The American public, steeped in years of cold war experience, reacted calmly and with restraint during the tense 11-day standoff with China over the detention of 24 American aviators.
Despite nationalistic rhetoric coming out of Beijing, most Americans still see China as a "competitor," not a new enemy in the style of the former Soviet Union.
A nationwide poll this week tested Americans' attitudes toward China during the final five days of the standoff over the American fliers, whose pending release was announced Wednesday.
The Christian Science Monitor/TIPP survey found most Americans take a pragmatic, nonconfrontational approach toward China and its 1.2 billion people.
"There's nothing wrong with [China] being a competitor, and that's the way it should stay," says Beverly Goodes, a retired property manager in Orlando, Fla. "I don't think we'll ever be bosom buddies, but I think we should be able to act in an adult manner and have a good trade relationship."
At the same time, Americans indicated they would brook no aggressive behavior on the part of China toward Taiwan, a longtime friend of the United States. By a 38-percent to 29-percent margin, they said if China attacked Taiwan, the US should come to Taiwan's aid militarily.
The Monitor/TIPP survey was conducted by telephone from April 6 to 10, and included interviews with 949 Americans age 18 and above. The margin of error was plus or minus 3.2 percent.
Trade comes first
Many Americans appear to view China primarily in terms of trade, rather than either a potential friend or foe.
"I don't think we're particularly friendly with each other," says Claudia Lowder, a lawyer who specializes in antitrust cases in the San Francisco area. "We're both interested in having trade between our two countries, and I think we're highly suspicious of each other's military powers."
As for the current US-China relationship, in which American firms invest billions of dollars in new factories in China, Ms. Lowder says that China is definitely benefiting more than America. She says:
"They seem to be getting [the economic benefits] without making any concessions on human rights. I think they should make more concessions than they have so far."
By and large, other Americans seem to agree. By an overwhelming 53 percent to 15 percent margin, those interviewed said that China stands to gain more from the current US-China relationship.
Eventually, the long-term relationship between China and the US could hinge on the future of Taiwan, which China considers to be a breakaway province.
Taiwan's 22 million people have developed a democratically elected government and one of the world's freest economies.
But China has vowed to bring Taiwan back under its umbrella - sooner rather than later.
The Taiwan impasse colors US-China relations, and could eventually lead to a military showdown over the status of the island. In recent years, China has steadily built up its military forces, including ballistic missiles, directly across the Formosa Strait from Taiwan.
Views on Taiwan
In the Monitor/TIPP poll, Americans walked a fine line on the Taiwan issue. Though many are willing to support Taiwan if it were attacked, they say by a solid 49-percent to 27-percent margin that they would not support the American sale of advanced, high-tech weapons to Taiwan's military.
Neil Hurley, a father of two sons in San Francisco, reflects this caution about beefing up Taiwan's armed forces.
"It depends on the weapons and the circumstances that surround the sale," he says.
But Mr. Hurley has confidence that Washington will make the right decision: "I trust [Secretary of State] Colin Powell and [Defense Secretary] Dick Cheney," he says. "Those guys are very competent."
Three other aspects of the survey on China and Taiwan stand out.
First, many Americans are undecided about the US-China relationship. Across all age groups, there were significant numbers of people who said they simply didn't know enough about China or Taiwan to form an intelligent response.

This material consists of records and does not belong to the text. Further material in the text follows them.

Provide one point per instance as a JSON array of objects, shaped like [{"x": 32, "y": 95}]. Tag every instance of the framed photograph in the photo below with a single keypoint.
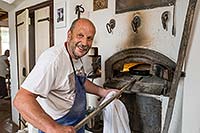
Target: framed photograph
[{"x": 60, "y": 14}]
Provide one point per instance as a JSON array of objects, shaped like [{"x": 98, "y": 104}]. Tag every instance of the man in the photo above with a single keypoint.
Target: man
[
  {"x": 4, "y": 73},
  {"x": 59, "y": 84}
]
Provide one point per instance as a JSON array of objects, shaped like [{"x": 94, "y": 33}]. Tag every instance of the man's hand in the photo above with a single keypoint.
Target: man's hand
[{"x": 62, "y": 129}]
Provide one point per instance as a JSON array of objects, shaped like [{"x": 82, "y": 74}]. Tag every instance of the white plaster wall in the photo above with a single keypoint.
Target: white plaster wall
[
  {"x": 13, "y": 58},
  {"x": 191, "y": 104}
]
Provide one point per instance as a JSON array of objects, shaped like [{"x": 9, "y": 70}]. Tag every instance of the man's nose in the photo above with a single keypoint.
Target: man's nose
[{"x": 84, "y": 41}]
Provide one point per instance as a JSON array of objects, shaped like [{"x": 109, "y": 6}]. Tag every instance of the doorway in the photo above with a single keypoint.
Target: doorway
[{"x": 34, "y": 31}]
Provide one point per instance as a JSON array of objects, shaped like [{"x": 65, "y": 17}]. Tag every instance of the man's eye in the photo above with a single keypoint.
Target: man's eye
[
  {"x": 80, "y": 35},
  {"x": 89, "y": 38}
]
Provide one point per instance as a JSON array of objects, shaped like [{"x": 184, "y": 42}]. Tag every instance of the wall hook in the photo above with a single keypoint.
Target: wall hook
[
  {"x": 135, "y": 23},
  {"x": 165, "y": 18},
  {"x": 78, "y": 10}
]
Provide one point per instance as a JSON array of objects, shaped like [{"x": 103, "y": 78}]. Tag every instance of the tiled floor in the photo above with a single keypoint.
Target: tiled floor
[{"x": 6, "y": 125}]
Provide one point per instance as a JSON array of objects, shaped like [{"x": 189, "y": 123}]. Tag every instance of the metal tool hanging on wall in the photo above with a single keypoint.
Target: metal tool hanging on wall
[
  {"x": 135, "y": 23},
  {"x": 165, "y": 18},
  {"x": 110, "y": 25},
  {"x": 78, "y": 10}
]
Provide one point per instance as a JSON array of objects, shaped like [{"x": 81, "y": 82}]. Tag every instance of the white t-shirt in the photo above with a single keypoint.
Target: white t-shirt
[
  {"x": 53, "y": 79},
  {"x": 3, "y": 67}
]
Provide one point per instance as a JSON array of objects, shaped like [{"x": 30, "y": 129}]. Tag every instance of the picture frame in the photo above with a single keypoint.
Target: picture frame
[{"x": 60, "y": 14}]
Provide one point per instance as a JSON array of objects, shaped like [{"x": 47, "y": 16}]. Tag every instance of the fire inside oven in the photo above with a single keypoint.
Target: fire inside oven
[{"x": 156, "y": 71}]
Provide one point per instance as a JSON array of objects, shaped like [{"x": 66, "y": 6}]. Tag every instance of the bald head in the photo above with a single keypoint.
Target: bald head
[{"x": 80, "y": 37}]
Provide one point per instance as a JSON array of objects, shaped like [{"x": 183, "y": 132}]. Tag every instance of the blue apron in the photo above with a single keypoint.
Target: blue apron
[{"x": 78, "y": 110}]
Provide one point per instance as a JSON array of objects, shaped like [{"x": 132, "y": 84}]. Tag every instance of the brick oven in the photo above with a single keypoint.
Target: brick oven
[{"x": 143, "y": 100}]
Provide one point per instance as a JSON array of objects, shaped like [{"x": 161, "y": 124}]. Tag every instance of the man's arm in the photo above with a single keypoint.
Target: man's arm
[
  {"x": 27, "y": 105},
  {"x": 97, "y": 90}
]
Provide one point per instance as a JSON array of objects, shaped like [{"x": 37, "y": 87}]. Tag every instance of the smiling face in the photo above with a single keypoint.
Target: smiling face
[{"x": 80, "y": 38}]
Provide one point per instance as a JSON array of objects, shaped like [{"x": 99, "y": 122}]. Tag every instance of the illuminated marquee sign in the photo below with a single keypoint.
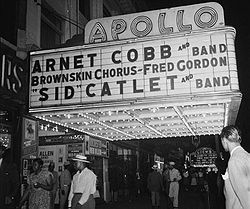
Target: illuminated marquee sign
[
  {"x": 187, "y": 65},
  {"x": 158, "y": 22}
]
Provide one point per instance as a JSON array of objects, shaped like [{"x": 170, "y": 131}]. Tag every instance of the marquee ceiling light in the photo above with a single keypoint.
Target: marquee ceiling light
[{"x": 137, "y": 120}]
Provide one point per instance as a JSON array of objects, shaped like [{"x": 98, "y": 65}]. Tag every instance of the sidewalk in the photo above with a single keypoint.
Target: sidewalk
[{"x": 187, "y": 200}]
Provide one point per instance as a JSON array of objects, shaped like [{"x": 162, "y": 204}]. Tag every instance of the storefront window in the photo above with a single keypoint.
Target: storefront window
[{"x": 5, "y": 128}]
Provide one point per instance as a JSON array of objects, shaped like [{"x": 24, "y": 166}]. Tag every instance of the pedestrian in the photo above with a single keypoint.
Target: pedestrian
[
  {"x": 83, "y": 185},
  {"x": 65, "y": 180},
  {"x": 55, "y": 181},
  {"x": 186, "y": 180},
  {"x": 39, "y": 187},
  {"x": 166, "y": 179},
  {"x": 237, "y": 176},
  {"x": 175, "y": 177},
  {"x": 9, "y": 180},
  {"x": 138, "y": 182},
  {"x": 155, "y": 186},
  {"x": 114, "y": 186}
]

Second, there appears to be a significant difference in the way Americans of various ages see the US-China relationship.
Older Americans - those above 45 - are considerably more hawkish when it comes to militarily defending Taiwan against China, or selling Taiwan high-tech weapons. On the other hand, Americans under 25 were the only age group that opposed helping Taiwan, even if it were attacked.
Third, there appear to be regional variations in US opinion on China. The South and the West were more suspicious of China, and more willing to defend Taiwan.
Raghavan Mayur, the president of TIPP, a unit of TechnoMetrica Market Intelligence, conducted the poll for the Monitor.
He says opposition to arms sales for Taiwan probably stems from Americans' concern that selling weapons could exacerbate tensions in the region. Even so, if it comes to a war, Americans seem to tilt in favor of helping democratic Taiwan.
Staff writer Steven Savides contributed to this report.